A trial court's award of attorney's fees should not be disturbed unless it constitutes a clear abuse of discretion. Shore Orthopaedic Grp., LLC, v. Equitable Life Assurance Soc'y, 397 N.J. Super. 614, 623 (App. Div. 2008), aff'd, 199 N.J. 310 (2009). Further, the court may award reasonable attorney fees when authorized to do so by rule or statute. Id. at 623-24. A basis to award attorney's fees exists under Rule 1:2-4, which provides:

(a) Failure to Appear. If without just excuse or because of failure to give reasonable attention to the matter, no appearance is made on behalf of a party on the call of a calendar, on the return of a motion, at a pretrial conference, settlement conference, or any other proceeding scheduled by the court, or on the day of trial, or if an application is made for an adjournment, the court may order any one or more of the following: (a) the payment by the delinquent attorney or party or by the party applying for the adjournment of costs, in such amount as the court shall fix, to the Clerk of the Court made payable to "Treasurer, State of New Jersey," or to the adverse party; (b) the payment by the delinquent attorney or party or the party applying for the adjournment of the reasonable expenses, including attorney's fees, to the aggrieved party; (c) the dismissal of the complaint . . . .

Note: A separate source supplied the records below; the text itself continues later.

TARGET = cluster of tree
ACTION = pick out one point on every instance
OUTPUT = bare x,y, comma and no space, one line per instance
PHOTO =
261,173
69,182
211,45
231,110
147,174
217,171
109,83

The imposition of sanctions pursuant to Rule 1:2-4(a) as a condition of adjournment is not only an appropriate action by a trial court, but is preferable to dismissal of the matter as a sanction for counsel's failure to appear. State v. Audette, 201 N.J. Super. 410, 414-15 (App. Div. 1985); Bayne v. Johnson, 403 N.J. Super. 125, 145 (App. Div. 2008), certif. denied, 198 N.J. 312 (2009) (holding no abuse of discretion occurred in trial court's award of attorney's fees and travel expenses when adjournment was necessary due to defendants' failure to appear).

While a request for an adjournment for religious reasons would have been understandable, Newman never requested such an adjournment. Instead, he sent attorneys who were not prepared for trial and failed to notify his adversaries that no trial could take place that day.

Newman's failure to either appear, request an adjournment, or send associates prepared for trial provided a basis for the imposition of sanctions under Rule 1:2-4(a). We find no abuse of discretion in the judge's decision to condition the adjournment on the payment of counsel fees to opposing counsel. The imposition of counsel fees was a less drastic sanction than dismissal of Atlantic's claims, an available sanction under Rule 1:2-4. The amount of fees was reasonable.

We find no merit in Newman's arguments that the trial judge erred by awarding fees in a separate order. We find them to be totally without merit and not warranting extended discussion in a written opinion. R. 2:11-3(e)(1)(E).

We add only that the sanction was actually imposed at the time of the April 13 adjournment. Counsel for defendants made timely motions to establish the amount of the fees, which motions were filed prior to trial. It was not Kiely's fault that the Special Civil Part failed to schedule the motions in a timely manner. This is not a case in which defendant's motions for fees should be denied as untimely. Cf. Czura v. Siegel, 296 N.J. Super. 187 (App. Div. 1997) (affirming trial court's denial of defendant's motion for fees as untimely when made almost eight months after plaintiff's complaint was dismissed).